Worship. Serve. Grow.

“Delightful heresies.”

The origin of existence is movement.

Ibn Al-Arabi, 12th century


The Easter season is now over. The Great 50 Days wrap up on the Feast of Pentecost, when we wear red as a reminder of the gift of the Holy Spirit, which appeared among the faithful as “divided tongues, as of fire” (Acts 2:3).

But there is one more celebration in store before we don the green of ordinary time. That feast is Trinity Sunday, which we will observe this coming week.

There are many, many ways to preach delightful heresies on such an occasion. I’m not too concerned with that, though. (A preacher’s not-so-subtle attempt to set a low bar as he prepares yet another Trinity Sunday sermon…) It is hard to wrap our heads around the mystery of the Trinity. We are, after all, ultimately talking about a God beyond human knowing, a being in whom all things hold and through whom all things came to be. To try to define God’s being is precisely the wrong place to begin, theologically-speaking.
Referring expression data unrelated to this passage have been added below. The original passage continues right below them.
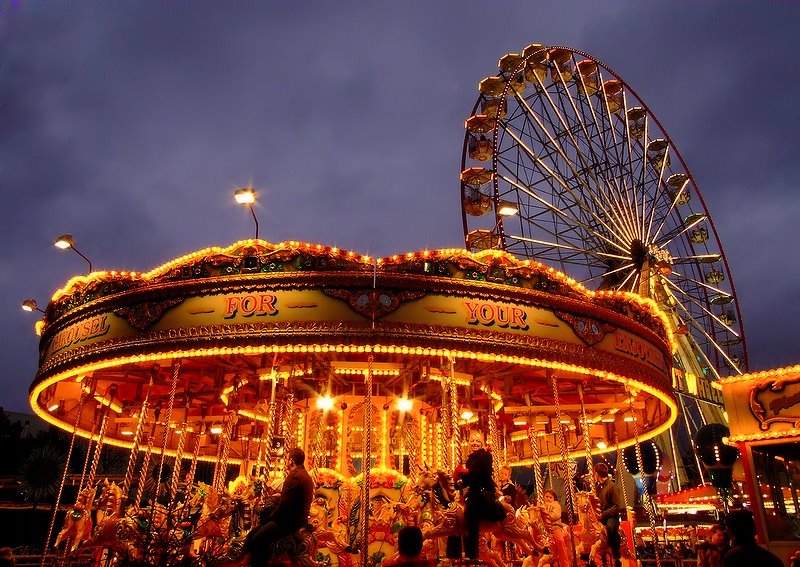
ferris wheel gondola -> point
(565, 164)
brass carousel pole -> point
(455, 432)
(81, 403)
(147, 455)
(565, 463)
(587, 441)
(137, 438)
(639, 462)
(366, 461)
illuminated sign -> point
(250, 304)
(490, 314)
(776, 401)
(79, 332)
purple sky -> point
(130, 123)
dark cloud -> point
(129, 124)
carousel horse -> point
(511, 528)
(326, 537)
(115, 531)
(78, 521)
(540, 528)
(594, 538)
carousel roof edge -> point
(776, 374)
(259, 258)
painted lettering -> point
(248, 305)
(639, 349)
(492, 314)
(82, 331)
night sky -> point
(130, 123)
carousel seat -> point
(297, 549)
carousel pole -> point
(455, 432)
(270, 426)
(221, 474)
(565, 463)
(137, 438)
(89, 446)
(366, 463)
(165, 438)
(81, 403)
(99, 446)
(534, 441)
(650, 501)
(201, 430)
(147, 455)
(587, 441)
(621, 461)
(176, 469)
(444, 428)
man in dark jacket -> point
(610, 507)
(290, 514)
(480, 502)
(745, 551)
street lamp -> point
(486, 239)
(247, 196)
(65, 241)
(30, 306)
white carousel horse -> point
(78, 521)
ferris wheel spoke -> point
(637, 274)
(579, 201)
(552, 138)
(703, 258)
(560, 212)
(700, 284)
(656, 193)
(678, 231)
(717, 348)
(597, 198)
(608, 117)
(609, 272)
(666, 216)
(699, 305)
(581, 250)
(606, 186)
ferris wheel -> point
(565, 164)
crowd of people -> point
(732, 544)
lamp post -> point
(30, 306)
(65, 241)
(485, 239)
(247, 196)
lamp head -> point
(245, 196)
(64, 241)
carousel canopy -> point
(213, 337)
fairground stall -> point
(379, 368)
(764, 414)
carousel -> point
(208, 369)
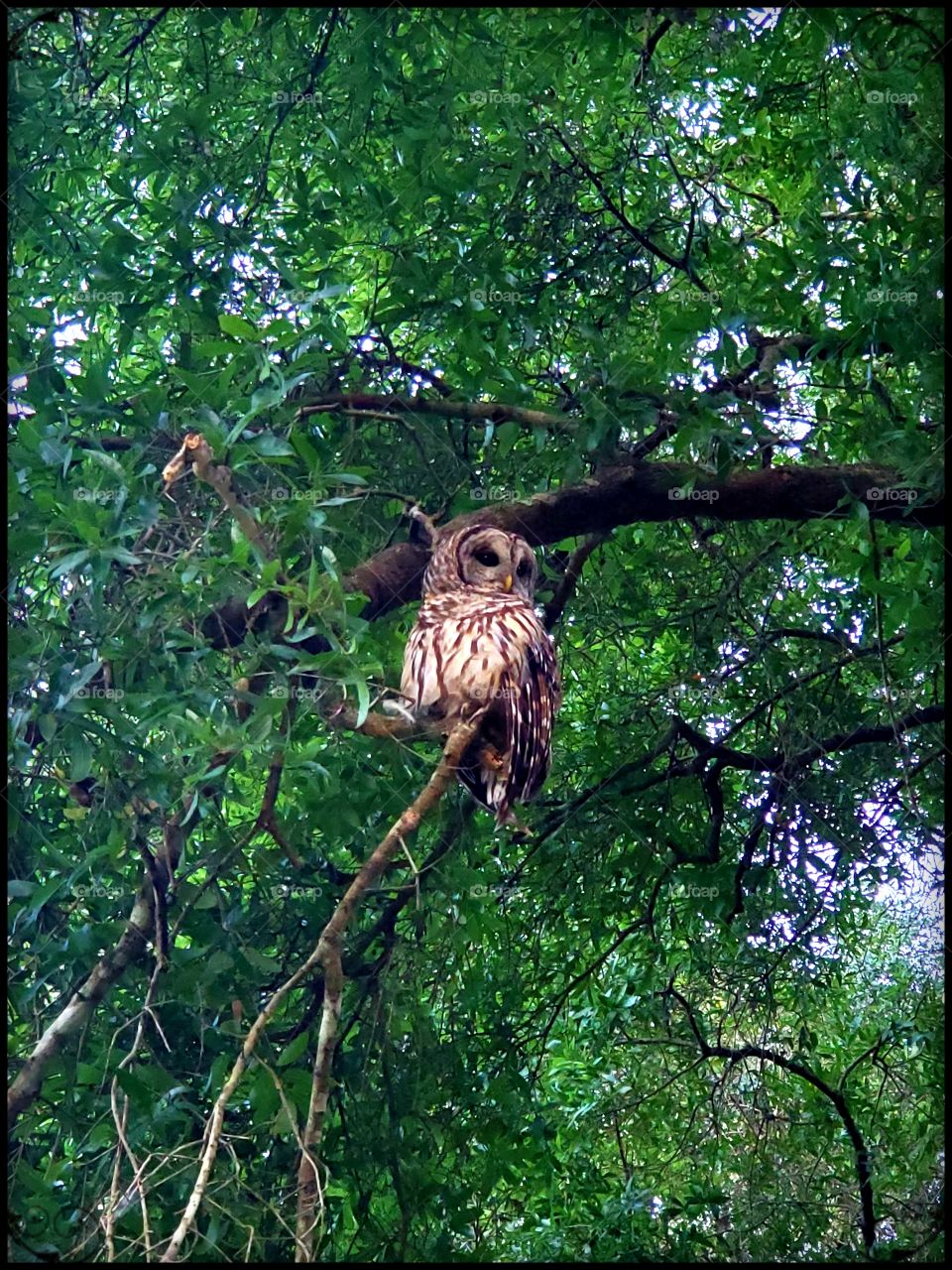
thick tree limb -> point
(654, 492)
(474, 412)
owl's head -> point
(483, 558)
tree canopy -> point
(656, 289)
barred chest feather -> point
(463, 645)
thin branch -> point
(867, 1220)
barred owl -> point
(477, 643)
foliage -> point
(222, 213)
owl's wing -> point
(520, 731)
(530, 710)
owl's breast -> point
(462, 649)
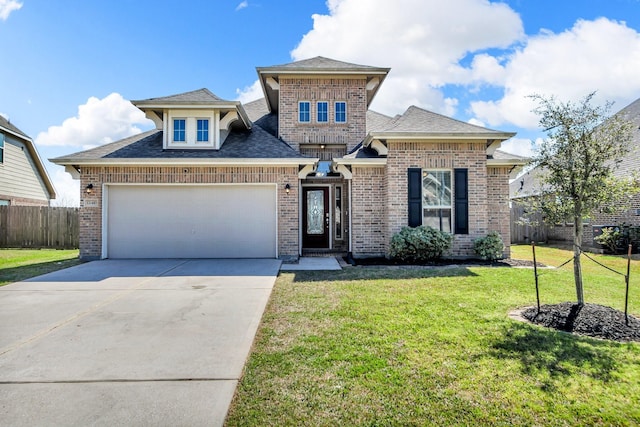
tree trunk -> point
(577, 267)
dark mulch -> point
(447, 262)
(591, 320)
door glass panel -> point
(338, 213)
(315, 212)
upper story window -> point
(179, 130)
(1, 148)
(323, 112)
(202, 131)
(304, 112)
(341, 112)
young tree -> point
(585, 146)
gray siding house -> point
(23, 178)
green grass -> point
(400, 346)
(21, 264)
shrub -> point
(419, 244)
(489, 247)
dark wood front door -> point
(315, 217)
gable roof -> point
(254, 145)
(419, 123)
(194, 97)
(630, 163)
(7, 127)
(318, 66)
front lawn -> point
(21, 264)
(407, 346)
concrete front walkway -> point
(129, 342)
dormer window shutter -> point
(461, 201)
(415, 197)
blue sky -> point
(69, 67)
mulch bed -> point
(591, 320)
(447, 262)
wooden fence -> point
(39, 227)
(524, 233)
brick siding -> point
(450, 155)
(350, 90)
(498, 204)
(91, 204)
(368, 212)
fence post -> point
(535, 273)
(626, 294)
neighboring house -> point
(307, 169)
(23, 178)
(529, 184)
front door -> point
(315, 217)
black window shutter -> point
(415, 197)
(461, 201)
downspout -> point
(350, 259)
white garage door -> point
(191, 221)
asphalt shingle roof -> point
(198, 96)
(255, 143)
(416, 120)
(323, 64)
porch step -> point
(323, 253)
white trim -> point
(318, 112)
(105, 204)
(226, 161)
(428, 136)
(335, 112)
(310, 114)
(364, 162)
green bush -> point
(420, 244)
(489, 247)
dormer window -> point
(192, 129)
(323, 112)
(341, 112)
(202, 132)
(179, 130)
(304, 112)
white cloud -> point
(250, 93)
(8, 6)
(67, 189)
(600, 55)
(98, 122)
(476, 122)
(422, 40)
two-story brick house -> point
(308, 168)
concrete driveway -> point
(129, 342)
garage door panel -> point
(191, 221)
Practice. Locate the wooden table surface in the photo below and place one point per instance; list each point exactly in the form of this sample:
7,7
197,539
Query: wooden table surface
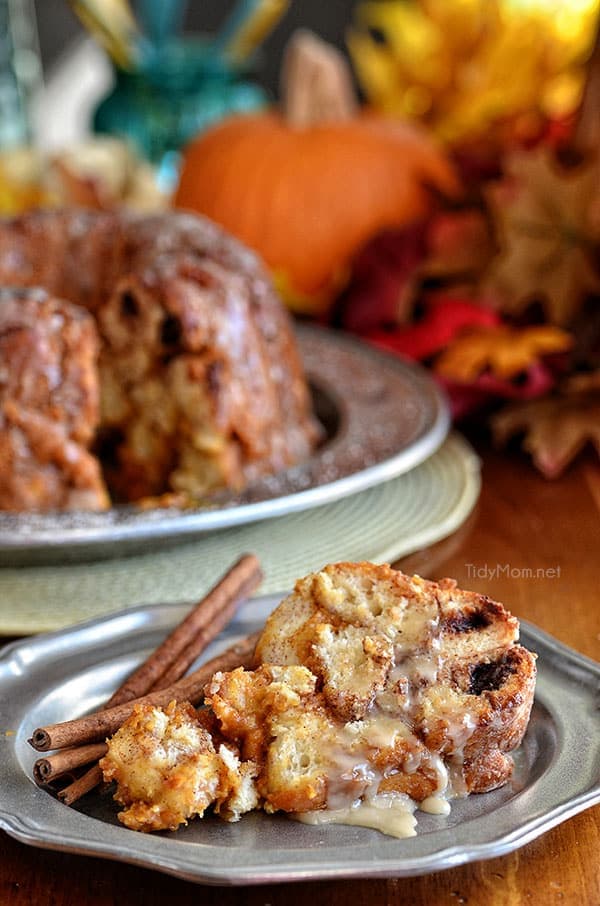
523,521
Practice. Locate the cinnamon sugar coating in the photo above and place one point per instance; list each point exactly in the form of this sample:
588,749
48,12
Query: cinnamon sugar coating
371,688
200,380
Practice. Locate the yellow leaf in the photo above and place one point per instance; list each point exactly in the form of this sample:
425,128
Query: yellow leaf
504,351
555,429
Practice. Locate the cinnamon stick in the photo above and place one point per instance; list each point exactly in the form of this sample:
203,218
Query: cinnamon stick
164,667
49,768
203,623
97,726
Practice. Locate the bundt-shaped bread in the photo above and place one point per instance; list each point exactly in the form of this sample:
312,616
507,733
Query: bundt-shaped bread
201,386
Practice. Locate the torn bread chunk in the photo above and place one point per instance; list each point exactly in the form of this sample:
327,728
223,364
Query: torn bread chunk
167,770
374,693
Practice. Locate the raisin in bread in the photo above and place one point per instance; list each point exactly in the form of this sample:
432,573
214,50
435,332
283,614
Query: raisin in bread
373,692
201,384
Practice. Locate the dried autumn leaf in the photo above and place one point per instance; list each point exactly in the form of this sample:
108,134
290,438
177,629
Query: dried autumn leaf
556,429
504,351
548,226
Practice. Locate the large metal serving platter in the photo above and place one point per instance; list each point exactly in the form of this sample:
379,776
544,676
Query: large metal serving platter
55,677
382,417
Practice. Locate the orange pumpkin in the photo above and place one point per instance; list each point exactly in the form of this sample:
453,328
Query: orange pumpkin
306,192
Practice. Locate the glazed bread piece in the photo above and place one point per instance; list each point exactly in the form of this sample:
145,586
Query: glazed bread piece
49,404
201,383
376,692
443,661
Rather, we begin with the great story: the evidence of God’s action in Scripture pointing toward the grandeur behind the veil. Beyond that, our attempts to describe God are mere approximation.

I am rather taken, however, by one way of talking about the Trinity that is encapsulated in an ancient word, perichoresis. The Greeks used this term to describe the mutual indwelling of the divine persons—how the Father, Son, and Holy Spirit are one and yet remain distinct from one another. It is as if to say that God’s very being is perpetual movement: a divine dance, of sorts.

This is the God we worship, an affluence of love binding God’s very self together. To know this God—the God who creates, redeems, and sustains; the God who is our parent, sibling, and friend—is to enter into relationship with a dynamic force. This is no divine clockmaker who set things in motion at the beginning of time and left the scene. This is a God who continues to reveal God’s self to us—and who invites each of us onto the dance floor, ready to draw us further up and further into the mystery of being itself.